Jacob Smith v. Kmart/Sears Holding Co., WC18-6181 (January 3, 2019).
Summary:
The employee appeals the compensation judge’s denial of his claim for temporary total disability benefits and denial of payment of outstanding vocational rehabilitation bills. Court affirms.
Background Facts:
Jacob Smith (the “Employee”) suffered an injury to his back while working for Sears on August 4, 2016.
On October 22, 2016, the Employee presented at Premier Health of Plymouth with complaints of pain in the thoracic and lumbar spine as a result of the lifting injury at work. The Employee received restrictions from physical exercise for purposes of gym class at school. The Employee was also given weight lifting restrictions and limitations on bending and squatting. The Employee testified that he continued to work at Sears under these restrictions and would ask for help with lifting, if needed. He received regular chiropractic treatment with noted improvements into November. The employer and insurer admitted the work injury and paid for the Employee’s chiropractic care.

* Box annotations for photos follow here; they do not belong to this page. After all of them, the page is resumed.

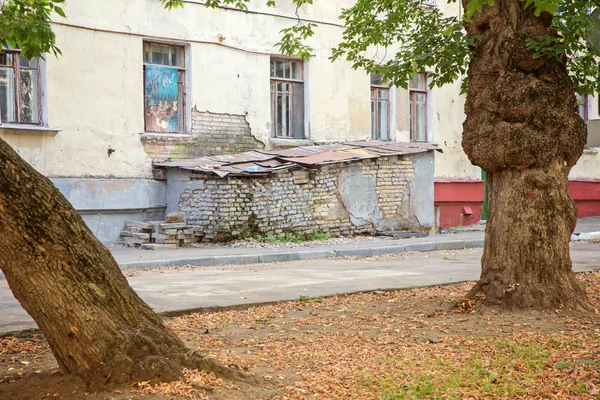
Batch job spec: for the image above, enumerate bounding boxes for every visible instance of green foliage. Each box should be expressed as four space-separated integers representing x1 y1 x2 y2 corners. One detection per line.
0 0 66 58
527 0 600 94
0 0 600 94
331 0 475 88
254 231 331 243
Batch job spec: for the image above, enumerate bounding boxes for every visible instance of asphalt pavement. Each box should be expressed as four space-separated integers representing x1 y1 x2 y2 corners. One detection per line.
0 242 600 333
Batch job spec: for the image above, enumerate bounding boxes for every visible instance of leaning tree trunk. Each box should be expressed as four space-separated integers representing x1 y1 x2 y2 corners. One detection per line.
463 0 589 309
0 139 234 387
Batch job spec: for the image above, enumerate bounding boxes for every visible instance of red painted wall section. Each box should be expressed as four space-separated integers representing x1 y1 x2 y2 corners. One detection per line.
434 180 485 229
569 180 600 218
434 180 600 229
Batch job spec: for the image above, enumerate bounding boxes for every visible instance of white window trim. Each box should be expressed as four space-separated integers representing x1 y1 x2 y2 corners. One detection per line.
0 55 51 130
140 37 194 136
268 54 311 143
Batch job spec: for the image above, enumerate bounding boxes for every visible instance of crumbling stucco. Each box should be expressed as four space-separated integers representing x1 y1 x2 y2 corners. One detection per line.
167 153 433 240
142 109 265 161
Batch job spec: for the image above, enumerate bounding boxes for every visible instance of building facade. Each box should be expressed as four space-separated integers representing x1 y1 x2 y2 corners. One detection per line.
0 0 600 242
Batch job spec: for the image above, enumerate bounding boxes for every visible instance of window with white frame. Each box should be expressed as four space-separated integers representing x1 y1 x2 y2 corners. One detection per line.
271 59 305 139
371 74 390 140
408 73 429 142
0 50 42 125
577 94 589 121
144 42 186 133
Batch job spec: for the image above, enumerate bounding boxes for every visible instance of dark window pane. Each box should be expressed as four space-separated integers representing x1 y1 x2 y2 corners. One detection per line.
408 73 427 90
0 68 17 122
371 89 377 139
276 82 292 137
411 93 427 142
292 61 302 81
377 90 389 140
271 81 277 136
19 56 37 68
19 69 39 124
292 83 305 139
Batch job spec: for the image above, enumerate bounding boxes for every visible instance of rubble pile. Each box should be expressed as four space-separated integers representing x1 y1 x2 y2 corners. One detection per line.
119 221 204 250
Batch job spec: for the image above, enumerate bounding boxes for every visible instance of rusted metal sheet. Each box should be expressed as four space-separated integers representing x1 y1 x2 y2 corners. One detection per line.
154 140 441 177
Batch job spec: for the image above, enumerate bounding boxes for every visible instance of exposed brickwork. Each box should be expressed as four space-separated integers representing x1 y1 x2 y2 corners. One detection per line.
142 109 265 161
179 157 420 240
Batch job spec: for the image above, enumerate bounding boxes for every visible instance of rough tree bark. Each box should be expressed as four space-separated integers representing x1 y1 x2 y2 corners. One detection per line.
463 0 589 309
0 139 235 388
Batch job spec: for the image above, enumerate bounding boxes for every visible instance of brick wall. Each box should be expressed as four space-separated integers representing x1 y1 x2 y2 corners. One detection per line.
142 109 265 161
178 157 422 240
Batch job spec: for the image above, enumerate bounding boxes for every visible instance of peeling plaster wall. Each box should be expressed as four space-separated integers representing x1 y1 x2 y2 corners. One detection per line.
142 110 265 161
0 0 370 179
52 179 167 243
167 152 433 240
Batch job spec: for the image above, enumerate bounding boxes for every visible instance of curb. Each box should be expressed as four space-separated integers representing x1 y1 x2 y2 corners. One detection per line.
119 239 483 269
571 232 600 242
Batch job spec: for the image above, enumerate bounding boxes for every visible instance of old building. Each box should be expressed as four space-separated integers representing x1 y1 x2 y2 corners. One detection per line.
0 0 600 242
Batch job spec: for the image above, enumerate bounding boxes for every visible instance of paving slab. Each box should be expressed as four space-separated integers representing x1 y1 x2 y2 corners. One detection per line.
0 243 600 333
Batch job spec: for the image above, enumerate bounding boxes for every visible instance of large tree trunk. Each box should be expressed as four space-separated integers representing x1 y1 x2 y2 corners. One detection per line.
0 139 233 387
463 0 589 309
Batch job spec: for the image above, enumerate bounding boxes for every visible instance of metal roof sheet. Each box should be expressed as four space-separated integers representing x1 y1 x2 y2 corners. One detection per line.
154 140 441 177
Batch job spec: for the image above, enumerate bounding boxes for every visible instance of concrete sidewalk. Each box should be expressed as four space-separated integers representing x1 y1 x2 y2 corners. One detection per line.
110 217 600 269
0 243 600 333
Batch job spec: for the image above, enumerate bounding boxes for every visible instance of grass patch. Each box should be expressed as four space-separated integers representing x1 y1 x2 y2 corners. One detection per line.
363 336 597 400
254 231 331 244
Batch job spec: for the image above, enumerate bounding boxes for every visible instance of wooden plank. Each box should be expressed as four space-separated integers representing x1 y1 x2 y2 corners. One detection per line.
125 221 154 230
160 222 187 229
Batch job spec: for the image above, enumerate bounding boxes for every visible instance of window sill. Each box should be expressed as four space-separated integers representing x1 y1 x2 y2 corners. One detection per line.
140 132 194 142
0 124 61 136
269 138 313 148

In November 2016, the Employee sought to limit his work schedule to only weekend hours so as to not interfere with his classes and to maintain his grades. He testified that he attempted to negotiate this schedule with Sears and was even looking for alternative employment opportunities that were limited to weekend hours. Because Sears continued to schedule the Employee for weekday hours, the Employee resigned on November 19, 2016. The Employee acknowledged in his testimony that resigning from his employment was not related to his August 4, 2016, work injury.
Shortly before the Employee’s resignation, the insurer’s claims adjuster was contacted with a request for authorization to complete a rehabilitation consultation of the Employee. After some correspondence back and forth, the claims adjuster approved medical management assistance on December 2, 2016. The QRC found the Employee eligible for services, in part, because she was not able to contact Sears to verify whether the Employee’s request for only weekend hours could be accommodated.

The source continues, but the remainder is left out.